I’m not even going to try to explain how it works…I actually don’t think I could if I tried. Rather this is a first person account of what I’m observing as a photographer with roots in tradition and now as a witness to the most profound change imaginable.
Let me start at the beginning. This is very first known photograph to contain a human being… Louis Daguerre’s Boulevard du Temple taken in Paris in 1838. At first glance, the street looks empty, but that’s only because the long exposure (several minutes) made moving traffic and pedestrians blur out of existence. The only reason we can see people at all is that one man on the lower left, having his boots shined on the sidewalk, remained still long enough to be captured. Everyone else on the bustling Parisian boulevard simply disappeared due to movement during the exposure.
Here’s the same image, uploaded to an AI engine with intentionally vague, instructions to “clean it up.” In my imagination I could almost hear gears grinding and flashes of lightning bolts arcing up through some scary looking hardware but in reality, it was just my usual cursor spinning for about a minute as the AI did its thing. I didn’t tell it to make it look painterly. I think it picked up its cues that it was a very old photo and tailored its rendering to suit. I could just as easily have added a parameter to make it look like a modern photograph or for that matter, do it in the style of Edward Hopper or Roy Lichtenstein and the results would have faithfully skewed towards whatever I told it to do.
Also consider the amount of thought that went into the rendering. The shadows are consistent, the perspective is accurate, visibility fades in the distance as the haze intensifies, and the surfaces of the buildings are worn and textured, as you’d expect in an old neighborhood. To me, that’s the most remarkable aspect—the presence of an entire world’s worth of context without explicitly stating it. In this brave new era, we don’t use tools to create and manipulate images; instead, we collaborate with an AI model and communicate our desired outcomes.
“Photographic evidence” used to be a term to describe an unimpeachable depiction of something that really happened.

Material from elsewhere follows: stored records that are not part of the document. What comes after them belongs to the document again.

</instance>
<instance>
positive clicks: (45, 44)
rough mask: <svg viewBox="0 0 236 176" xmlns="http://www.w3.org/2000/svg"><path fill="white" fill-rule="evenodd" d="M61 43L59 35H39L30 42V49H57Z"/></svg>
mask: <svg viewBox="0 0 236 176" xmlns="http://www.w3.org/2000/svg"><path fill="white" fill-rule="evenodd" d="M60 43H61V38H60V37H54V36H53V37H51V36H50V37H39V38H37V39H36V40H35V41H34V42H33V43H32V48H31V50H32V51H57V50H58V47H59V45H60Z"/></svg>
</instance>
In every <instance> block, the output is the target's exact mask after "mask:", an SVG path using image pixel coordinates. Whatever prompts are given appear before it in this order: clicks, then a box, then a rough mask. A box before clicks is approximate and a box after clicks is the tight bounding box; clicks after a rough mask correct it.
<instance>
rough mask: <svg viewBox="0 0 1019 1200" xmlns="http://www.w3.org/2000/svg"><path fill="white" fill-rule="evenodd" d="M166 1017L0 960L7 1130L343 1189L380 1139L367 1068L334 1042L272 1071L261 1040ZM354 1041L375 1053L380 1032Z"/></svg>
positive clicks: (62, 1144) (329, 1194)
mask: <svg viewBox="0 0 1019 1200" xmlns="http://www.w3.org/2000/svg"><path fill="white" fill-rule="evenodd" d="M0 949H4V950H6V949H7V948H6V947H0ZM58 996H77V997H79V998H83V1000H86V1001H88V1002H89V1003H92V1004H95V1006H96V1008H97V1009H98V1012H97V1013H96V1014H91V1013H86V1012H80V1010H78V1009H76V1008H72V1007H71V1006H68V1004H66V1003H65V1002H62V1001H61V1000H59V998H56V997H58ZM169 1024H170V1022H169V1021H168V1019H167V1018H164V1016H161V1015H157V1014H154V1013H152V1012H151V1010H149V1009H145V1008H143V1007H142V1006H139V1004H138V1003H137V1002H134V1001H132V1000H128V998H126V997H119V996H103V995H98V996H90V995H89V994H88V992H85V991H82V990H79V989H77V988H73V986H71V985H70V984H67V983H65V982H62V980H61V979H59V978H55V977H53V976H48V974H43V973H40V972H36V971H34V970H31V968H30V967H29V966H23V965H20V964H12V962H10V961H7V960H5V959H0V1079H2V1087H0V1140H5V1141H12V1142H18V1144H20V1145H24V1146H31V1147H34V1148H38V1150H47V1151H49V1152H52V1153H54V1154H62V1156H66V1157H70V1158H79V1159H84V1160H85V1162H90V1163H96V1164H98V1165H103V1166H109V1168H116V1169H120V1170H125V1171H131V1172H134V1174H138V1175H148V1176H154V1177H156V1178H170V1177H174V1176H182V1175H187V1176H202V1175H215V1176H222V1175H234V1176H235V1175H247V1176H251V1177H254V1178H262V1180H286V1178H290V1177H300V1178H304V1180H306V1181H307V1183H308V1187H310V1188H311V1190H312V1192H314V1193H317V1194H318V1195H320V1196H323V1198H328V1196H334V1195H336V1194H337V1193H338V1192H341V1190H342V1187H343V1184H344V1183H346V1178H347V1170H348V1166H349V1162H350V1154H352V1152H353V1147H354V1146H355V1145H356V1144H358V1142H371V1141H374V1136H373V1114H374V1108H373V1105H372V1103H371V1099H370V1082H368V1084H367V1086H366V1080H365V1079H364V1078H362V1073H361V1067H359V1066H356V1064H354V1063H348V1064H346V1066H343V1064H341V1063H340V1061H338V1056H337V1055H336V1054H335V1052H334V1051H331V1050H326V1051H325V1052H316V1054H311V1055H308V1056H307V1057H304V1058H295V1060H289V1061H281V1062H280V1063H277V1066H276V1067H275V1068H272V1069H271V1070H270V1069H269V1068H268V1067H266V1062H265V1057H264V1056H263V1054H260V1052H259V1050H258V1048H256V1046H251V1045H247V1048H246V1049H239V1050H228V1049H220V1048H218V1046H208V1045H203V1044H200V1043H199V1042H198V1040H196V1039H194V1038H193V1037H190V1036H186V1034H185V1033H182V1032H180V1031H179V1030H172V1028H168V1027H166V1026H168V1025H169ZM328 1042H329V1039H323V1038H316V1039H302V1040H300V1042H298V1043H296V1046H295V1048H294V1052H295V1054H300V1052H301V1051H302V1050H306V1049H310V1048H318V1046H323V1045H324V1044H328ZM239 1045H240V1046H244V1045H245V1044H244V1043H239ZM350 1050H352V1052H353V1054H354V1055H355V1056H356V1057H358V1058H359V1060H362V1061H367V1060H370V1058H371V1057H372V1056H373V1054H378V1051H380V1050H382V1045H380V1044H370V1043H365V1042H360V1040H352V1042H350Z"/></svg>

The implications are remarkable. Imagine a world where the camera, photographer, subject, lights and setting are all replaced with an imaging engine that can be endlessly manipulated for free or a minuscule fraction of what it would have cost to do it in real time. The unemployment line for commercial and portrait photographers starts here.

I can recall a time when ad agencies had teams of illustrators and retouchers on staff, ready to render whatever concepts that their creative teams could come up with. At some point, there might be a hand-off to a photographer with years of experience, assisted by stylists, make-up artists, location scouts, models, even catering companies and set builders all in service to realizing that idea. In the new workflow, all those roles are gone, every bit as redundant as buggy whip manufacturers were a century ago.
A moderately savvy creative can now prompt an AI engine to create an image out of thin air, or for a product shot, upload a reference image (nothing fancy, an iPhone photo will do just fine) and refine the lighting, perspective, texture, and composition to precisely fit their requirements. The notion that anyone can create a professional-looking image, simply by talking to a computer and telling it what to do, is something I still struggle to come to terms with.
It’s also worth noting that for all the remarkable capabilities, the current level of tech is still at its most basic and primitive. As computer speed continues to increase (doubling every 18 months!), that exponential rate of growth will lead to things we can scarcely imagine. In a real sense, photography as we’ve known it may actually be dead, replaced by something that I can’t begin to name.